SEC approves rule to allow testimonials in advertising

SEC approves rule to allow testimonials in advertising

Revision of the advertising rule in place since 1961 reflects technological advances like social media marketing, according to the regulator

The SEC on Tuesday approved a final marketing rule that updates regulations for investment adviser advertising to reflect technological advances.

The new rule replaces the advertising rule, which was adopted by the Securities and Exchange Commission in 1961, and a rule on payments to solicitors established in 1979. The previous regulations centered on written communications, television and radio advertising.

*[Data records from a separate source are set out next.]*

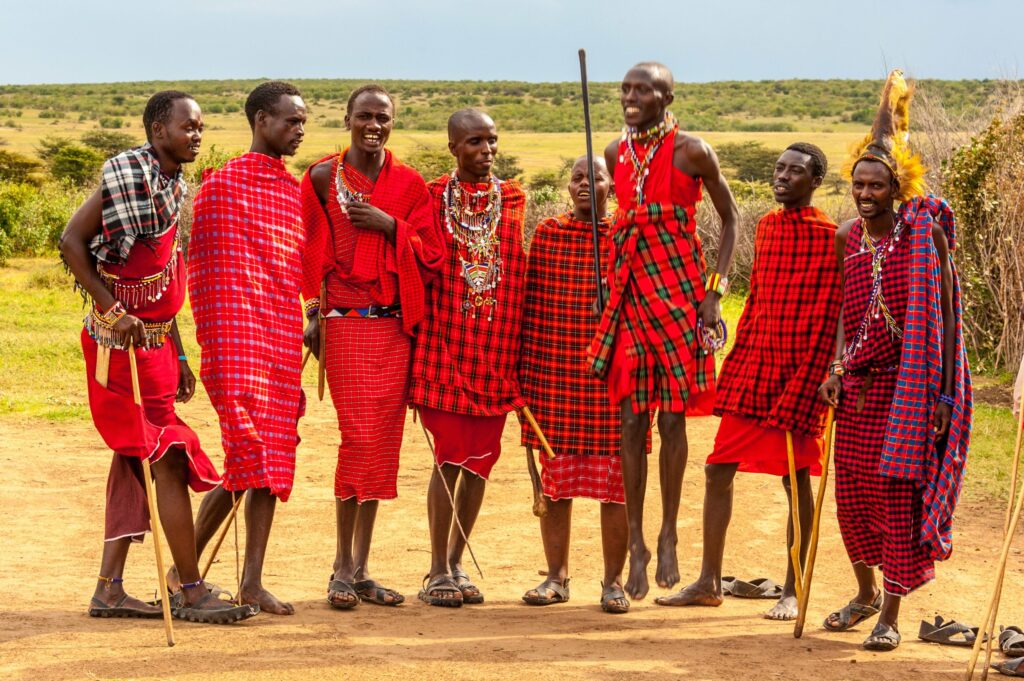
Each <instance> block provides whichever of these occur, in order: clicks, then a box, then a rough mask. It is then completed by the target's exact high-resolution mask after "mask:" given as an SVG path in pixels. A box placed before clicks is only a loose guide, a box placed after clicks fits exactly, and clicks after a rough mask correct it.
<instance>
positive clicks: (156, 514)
mask: <svg viewBox="0 0 1024 681" xmlns="http://www.w3.org/2000/svg"><path fill="white" fill-rule="evenodd" d="M128 364H129V365H130V366H131V390H132V396H133V397H134V398H135V406H136V407H139V408H141V407H142V392H141V390H140V389H139V386H138V367H137V366H136V364H135V343H134V342H133V341H129V343H128ZM142 474H143V476H144V477H145V499H146V501H147V502H148V504H150V529H151V530H152V531H153V549H154V551H156V553H157V583H158V584H159V585H160V594H161V598H160V603H161V606H162V607H163V610H164V632H165V633H166V634H167V645H168V646H172V645H174V627H173V626H172V625H171V602H170V596H169V595H168V593H167V573H166V572H165V571H164V554H163V553H162V552H161V550H160V545H161V539H160V530H161V527H160V511H159V509H158V506H157V485H156V484H155V483H154V481H153V470H152V468H151V467H150V459H148V458H144V459H142Z"/></svg>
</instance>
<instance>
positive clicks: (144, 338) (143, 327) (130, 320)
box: [114, 314, 145, 347]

The newly approved rule contains principles-based provisions that can apply to online outreach, such as adviser marketing over social media.

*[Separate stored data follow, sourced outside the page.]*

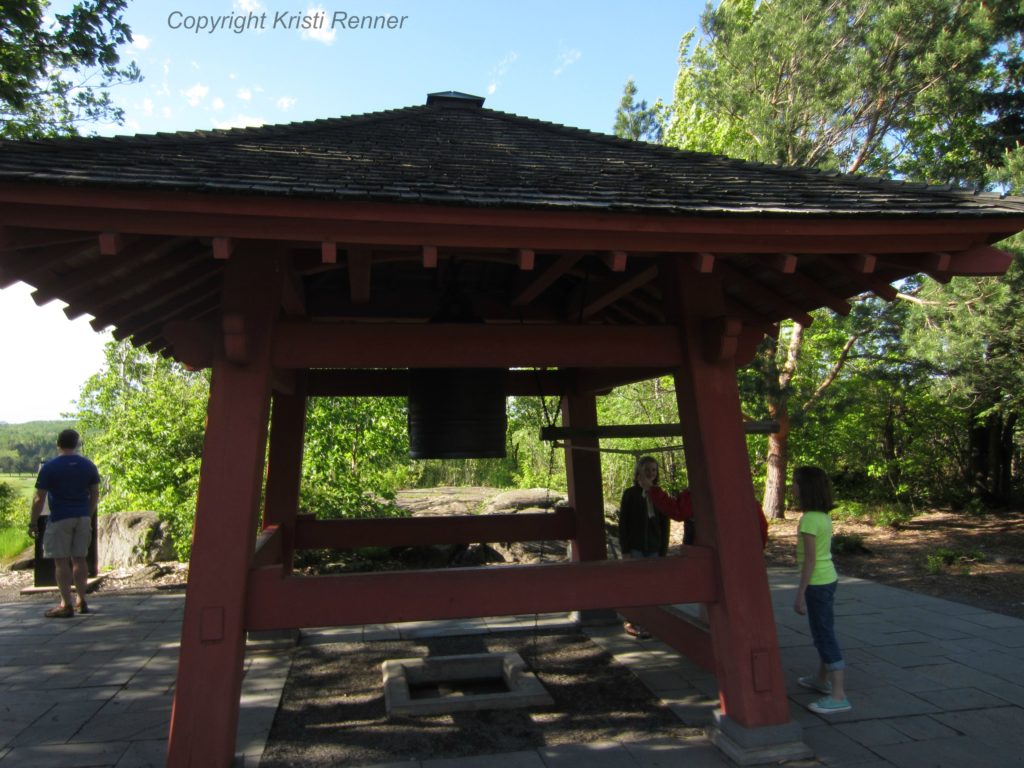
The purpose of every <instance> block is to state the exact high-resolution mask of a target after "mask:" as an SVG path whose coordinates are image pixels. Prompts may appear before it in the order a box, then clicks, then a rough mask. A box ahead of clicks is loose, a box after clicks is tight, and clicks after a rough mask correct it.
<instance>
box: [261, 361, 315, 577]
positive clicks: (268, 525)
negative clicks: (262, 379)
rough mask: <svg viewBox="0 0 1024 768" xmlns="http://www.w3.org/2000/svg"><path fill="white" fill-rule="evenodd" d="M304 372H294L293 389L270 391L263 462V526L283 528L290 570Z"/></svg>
mask: <svg viewBox="0 0 1024 768" xmlns="http://www.w3.org/2000/svg"><path fill="white" fill-rule="evenodd" d="M305 383H306V372H305V371H296V372H294V377H293V380H292V391H290V392H282V391H275V392H274V393H273V397H272V401H271V407H270V446H269V450H268V452H267V465H266V501H265V505H264V509H263V527H264V528H266V527H268V526H270V525H280V526H281V527H282V529H283V531H284V565H285V570H286V572H288V571H291V569H292V561H293V559H294V558H293V555H294V548H293V543H294V541H295V537H294V532H295V518H296V516H297V515H298V511H299V486H300V484H301V482H302V447H303V442H304V436H305V429H306V387H305Z"/></svg>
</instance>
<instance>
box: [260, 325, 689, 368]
mask: <svg viewBox="0 0 1024 768" xmlns="http://www.w3.org/2000/svg"><path fill="white" fill-rule="evenodd" d="M595 360H600V361H601V365H602V366H603V367H605V368H650V367H654V368H673V367H675V366H678V365H679V329H677V328H674V327H671V326H656V327H650V326H647V327H639V326H638V327H627V326H622V327H617V326H616V327H612V326H554V327H552V326H518V325H515V326H514V325H509V326H495V325H488V326H470V325H453V324H429V325H426V324H424V325H406V324H393V325H383V324H381V325H378V324H375V325H372V326H360V325H342V324H332V323H306V322H283V323H280V324H279V325H278V329H276V331H275V333H274V338H273V365H274V366H276V367H279V368H286V369H287V368H298V369H302V368H510V367H511V368H515V367H529V366H539V367H545V366H546V367H561V368H591V367H593V366H594V362H595Z"/></svg>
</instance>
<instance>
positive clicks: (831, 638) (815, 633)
mask: <svg viewBox="0 0 1024 768" xmlns="http://www.w3.org/2000/svg"><path fill="white" fill-rule="evenodd" d="M838 585H839V582H833V583H831V584H811V585H808V587H807V592H806V593H804V600H805V602H806V603H807V621H808V623H809V624H810V625H811V637H812V638H813V639H814V647H815V648H817V650H818V656H820V658H821V663H822V664H823V665H824V666H825V669H828V670H845V669H846V662H844V660H843V651H841V650H840V648H839V642H838V641H837V640H836V616H835V612H834V610H833V606H834V604H835V602H836V587H837V586H838Z"/></svg>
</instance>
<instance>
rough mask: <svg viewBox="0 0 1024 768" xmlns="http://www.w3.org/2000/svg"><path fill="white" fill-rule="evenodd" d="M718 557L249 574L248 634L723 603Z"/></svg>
mask: <svg viewBox="0 0 1024 768" xmlns="http://www.w3.org/2000/svg"><path fill="white" fill-rule="evenodd" d="M717 599H718V591H717V585H716V581H715V568H714V552H713V551H712V550H711V549H709V548H705V547H687V548H686V552H685V553H684V554H683V555H682V556H680V557H665V558H651V559H644V560H598V561H591V562H581V563H566V564H561V563H560V564H550V565H496V566H485V567H478V568H444V569H439V570H404V571H388V572H380V573H347V574H342V575H328V577H295V575H287V577H286V575H285V574H284V571H283V569H282V568H280V567H270V568H258V569H255V570H252V571H251V572H250V578H249V586H248V590H247V595H246V629H247V630H250V631H254V630H279V629H293V628H301V627H346V626H352V625H362V624H393V623H396V622H419V621H427V620H444V618H472V617H476V616H493V615H512V614H520V613H547V612H556V611H557V612H562V611H565V612H567V611H571V610H587V609H597V608H623V607H629V606H637V605H671V604H675V603H690V602H714V601H716V600H717Z"/></svg>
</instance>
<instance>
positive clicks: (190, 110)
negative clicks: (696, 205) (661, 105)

The final marketing rule allows testimonials, endorsements, performance advertising and third-party ratings as long as they comply with anti-fraud protections and other conditions.

For instance, an advertisement must disclose whether the person giving an endorsement or testimonial is a client or is being compensated. Advertising of gross performance must be accompanied by net performance and performance data must be presented over a specific time period.

The new rule modifies “the definition of ‘advertisement’ to be more ‘evergreen’ in light of ever-changing technology,” the final rule states.

SEC Chairman Jay Clayton said advertising regulation reform was overdue.  

“The marketing rule reflects important updates to the traditional advertising and solicitation regimes, which have not been amended for decades, despite our evolving financial markets and technology,” Clayton said in a statement. “This comprehensive framework for regulating advisers’ marketing communications recognizes the increasing use of electronic media and mobile communications and will serve to improve the quality of information available to investors. The new rule provides for an extended compliance period intended to provide advisers with a sufficient transition period, including to enable consultation with the Commission’s expert staff.”

The rule will go into effect 60 days after it is published in the Federal Register, or after the inauguration of President-elect Joe Biden on Jan. 20. That makes it vulnerable to a delay when the Biden administration comes into power and the SEC switches from a 3-2 Republican majority to a Democratic majority. The compliance date will be 18 months after the effective date.

The marketing rule was approved unanimously by all five SEC members, but the two Democrats on the commission, Allison Herren Lee and Caroline Crenshaw, expressed reservations about some changes to the final rule that make it differ from the proposal released in November 2019.

They opposed the removal of a provision that would have required advisers to review advertising for compliance before disseminating it. They also objected to carve-outs for communication about hypothetical performance in response to unsolicited requests from retail investors and for one-on-one communication with private fund investors.

“This rule makes a number of improvements in an area that is of paramount importance to investors — ensuring that their fiduciaries provide honest, clear and contextualized information about the complex services they provide,” Lee and Crenshaw said in a statement. “While we hope that our concerns about the loss of certain safeguards will not prove prescient, we believe it will be important for the Commission to closely monitor industry implementation of the rule to consider whether additional revisions or protections may be warranted going forward.” 

In another change from the proposal, the definition of an advertisement will not extend to communications directed toward one person.

The Investment Adviser Association has made reform of the advertising rule a priority. The organization endorsed the final marketing regulation.

“We are pleased that the Commissioners and staff incorporated a number of requests made by the IAA – including permitting advisers to market themselves through social media and other modern means,” IAA chief executive Karen Barr said in a statement.  “We appreciate that the rule includes a targeted definition of advertising that allows advisory firms to continue their typical communications with existing clients. We are also pleased that the SEC focused on the compliance program requirements in lieu of the proposal requiring pre-approval of all marketing materials.”